Stella Assange speaking in London on 26 March. Pic: PA
Stella Assange speaking in London on 26 March. (Image: PA)

 

Assange’s plea and sentencing is scheduled for Wednesday morning, local time (Tuesday evening UK time) on Saipan, one of the Northern Mariana Islands.

The hearing is taking place in the US Commonwealth territory because of Assange’s opposition to travelling to one of the 50 US states and the court’s proximity to Australia.

Assange’s brother Gabriel Shipton told Sky News this morning that the Wikileaks founder is “overwhelmed to be out of prison”.

Mr Shipton added: “He’s been on a plane for a very long time now… I’ve been speaking to him this week and just going through all the details with him.

“He’s been very anxious, very excited, and he’s looking forward to spending time with his family and being free, being able to have the sun shining on his face, see the birds, go for a swim in the ocean back in Australia.

“He’s very much looking forward to that.”

Craig Murray, a friend of Assange, told Sky News the news was “absolutely wonderful”.

He said: “The whole family is totally elated that we have finally got an end to this terrible saga.”

Mr Murray said the entire ordeal has been “very taxing” on Assange with his imprisonment taking a toll on both his physical and mental health.

He added: “We are lucky that he is a very resilient man and he will recover and we will get our Julian fully back.”

More than a decade-long fight

Assange has been fighting extradition to the US for more than a decade.

Analysis: Plea deal marks end of a transatlantic tug of war

WHY HAS THE US DROPPED THE EXTRADITION DEMAND?

The US formally asked the UK to extradite Julian Assange to face charges that he conspired to hack government computers and violated an espionage law in 2019.

After five years, this request has been dropped, with the US having come to a plea deal with the WikiLeaks founder – but why now?

Former CIA chief of staff, Larry Pfeiffer, says it is not unusual for these sorts of espionage cases to be adjudicated through plea deals.

“In these sorts of cases justice may not be the only issue that needs to be dealt with,” he told Sky News.

Mr Pfeiffer said if the case ever went to trial it would have risked “sources and methods” that the US military and government use being exposed.

“[This case] also served as a thorn in UK-US relations and US-Australian relations,” he added.

“It was creating issues surrounding what we all love, which is liberty and freedom of the case. By resolving this we resolved some of those troublesome issues.”
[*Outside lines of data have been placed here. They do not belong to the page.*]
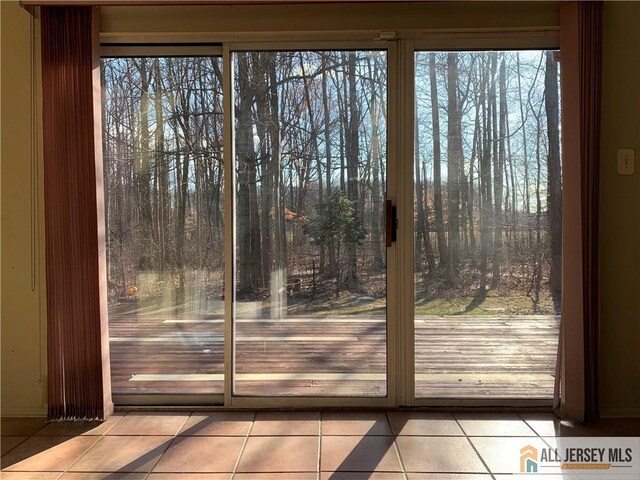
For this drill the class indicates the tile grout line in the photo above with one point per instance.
(395, 446)
(168, 446)
(101, 436)
(244, 444)
(474, 447)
Mr Pfeiffer says overall he thinks the plea deal is a “win, win”.

 

In a January 2021 ruling, then district judge Vanessa Baraitser said he should not be sent to the US, citing a real and “oppressive” risk of suicide, while ruling against him on all other issues.

Later that year, US authorities won a High Court bid to overturn this block, paving the way towards Assange’s extradition.

In June 2022, the UK government approved the extradition of Assange to the US, with then home secretary Priti Patel having signed the extradition order.

In February of this year, he made one final attempt under UK law to avoid being sent to the US.

In March, Dame Victoria Sharp and Mr Justice Johnson dismissed most of Assange’s legal arguments – but said unless assurances were given by the US, he would be able to bring an appeal on three grounds.

These assurances were that Assange would be protected by and allowed to rely on the First Amendment – which protects freedom of speech in the US – that he would not be “prejudiced at trial” due to his nationality, and that the death penalty would not be imposed.

Three months later, in May, two High Court judges ruled that he would be allowed to appeal against being extradited, would not face the death penalty and that he could rely on the First Amendment if he faced a trial for spying.

The Australian government said it continues to provide consular assistance to Assange.

“Prime Minister Albanese has been clear – Mr Assange’s case has dragged on for too long and there is nothing to be gained by his continued incarceration,” a spokesperson said.